Friday, February 3, 2023

Filosophy Friday: Acts and Omissions

"'You can't save everybody' is the best that we can do."


Initial digression: Regarding Mighty Mites, I would like to point out that the EA Forum chose to feature that post in their weekly email. They very assiduously ignored and voted down my "Against Longtermism" post (as I was assured they would) and then voted up and decided to promote a post that says we're all murderers for washing. Thanks to all of you who contacted me regarding the post - you helped me feel sane.

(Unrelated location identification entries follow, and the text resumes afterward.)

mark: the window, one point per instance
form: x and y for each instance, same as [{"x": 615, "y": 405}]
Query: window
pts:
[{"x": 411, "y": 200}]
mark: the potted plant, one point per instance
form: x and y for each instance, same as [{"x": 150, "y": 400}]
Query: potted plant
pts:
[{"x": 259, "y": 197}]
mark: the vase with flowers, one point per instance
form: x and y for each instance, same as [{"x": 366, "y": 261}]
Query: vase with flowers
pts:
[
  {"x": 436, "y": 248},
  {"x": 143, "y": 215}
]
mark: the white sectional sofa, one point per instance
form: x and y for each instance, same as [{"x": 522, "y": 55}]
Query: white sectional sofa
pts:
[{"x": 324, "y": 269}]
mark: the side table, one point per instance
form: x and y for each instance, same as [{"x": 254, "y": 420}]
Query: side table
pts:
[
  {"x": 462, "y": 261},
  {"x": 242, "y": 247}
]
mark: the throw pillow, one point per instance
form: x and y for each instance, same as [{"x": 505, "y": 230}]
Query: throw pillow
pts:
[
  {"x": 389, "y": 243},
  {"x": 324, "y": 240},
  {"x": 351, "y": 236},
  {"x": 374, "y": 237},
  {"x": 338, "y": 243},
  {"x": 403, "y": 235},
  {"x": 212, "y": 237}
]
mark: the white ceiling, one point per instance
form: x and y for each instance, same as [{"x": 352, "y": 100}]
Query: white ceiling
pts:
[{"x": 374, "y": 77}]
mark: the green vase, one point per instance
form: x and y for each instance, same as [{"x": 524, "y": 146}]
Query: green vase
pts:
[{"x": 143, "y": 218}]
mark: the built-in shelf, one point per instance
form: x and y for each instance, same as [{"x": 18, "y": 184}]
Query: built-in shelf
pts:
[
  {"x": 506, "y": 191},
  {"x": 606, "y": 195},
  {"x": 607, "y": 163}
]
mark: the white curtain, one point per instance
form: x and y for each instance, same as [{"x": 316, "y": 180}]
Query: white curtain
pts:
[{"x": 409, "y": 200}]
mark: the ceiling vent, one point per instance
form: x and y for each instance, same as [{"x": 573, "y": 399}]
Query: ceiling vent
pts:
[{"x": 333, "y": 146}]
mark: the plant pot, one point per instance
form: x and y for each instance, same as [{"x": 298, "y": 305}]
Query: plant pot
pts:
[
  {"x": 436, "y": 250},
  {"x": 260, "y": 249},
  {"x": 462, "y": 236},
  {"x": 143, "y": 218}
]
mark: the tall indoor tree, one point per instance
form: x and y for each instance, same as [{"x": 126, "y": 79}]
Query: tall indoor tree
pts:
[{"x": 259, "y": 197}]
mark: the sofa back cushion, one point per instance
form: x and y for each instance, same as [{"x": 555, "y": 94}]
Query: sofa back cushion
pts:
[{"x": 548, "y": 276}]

"You know what this makes me worry about? Mites."
Photo by Kevin Drum.

I know some hard-core philosophers like to claim there is no difference between acts and omissions. E.g., letting someone die (or stay in a cage) when you could have saved them is the same as killing them (imprisoning them) because you chose to make a decision that led to that outcome.

As you might imagine, I have some thoughts.

Imagine you care very much about the suffering in the world and, unlike me, have made good decisions and put yourself in a position where you can save the lives of animals (or free them from miserable lives in cages). Say it takes four hours of work to save an animal. There are far, far more animals at stake than you could possibly save even if you worked every hour of the rest of your life.

So the bottom line of the hard-core consequentialist is that every four hours you aren't working is the same as actively choosing to kill an individual animal. 

Does this seem realistic in any way?

If you work the extra four hours to save Gwendeline the Duck, does that mean you don't care about Richie the Rabbit, who you could have theoretically saved with the four hours you spent exercising, reading, or spending time with loved ones?

At some point, we have to realize that we have to draw a line - a line that allows us to have a reasonable life that can make our personal universe pleasant. We are not responsible for the cruelty caused by the initial conditions of the wider universe, but we do have some "control" [sic] over our personal universe.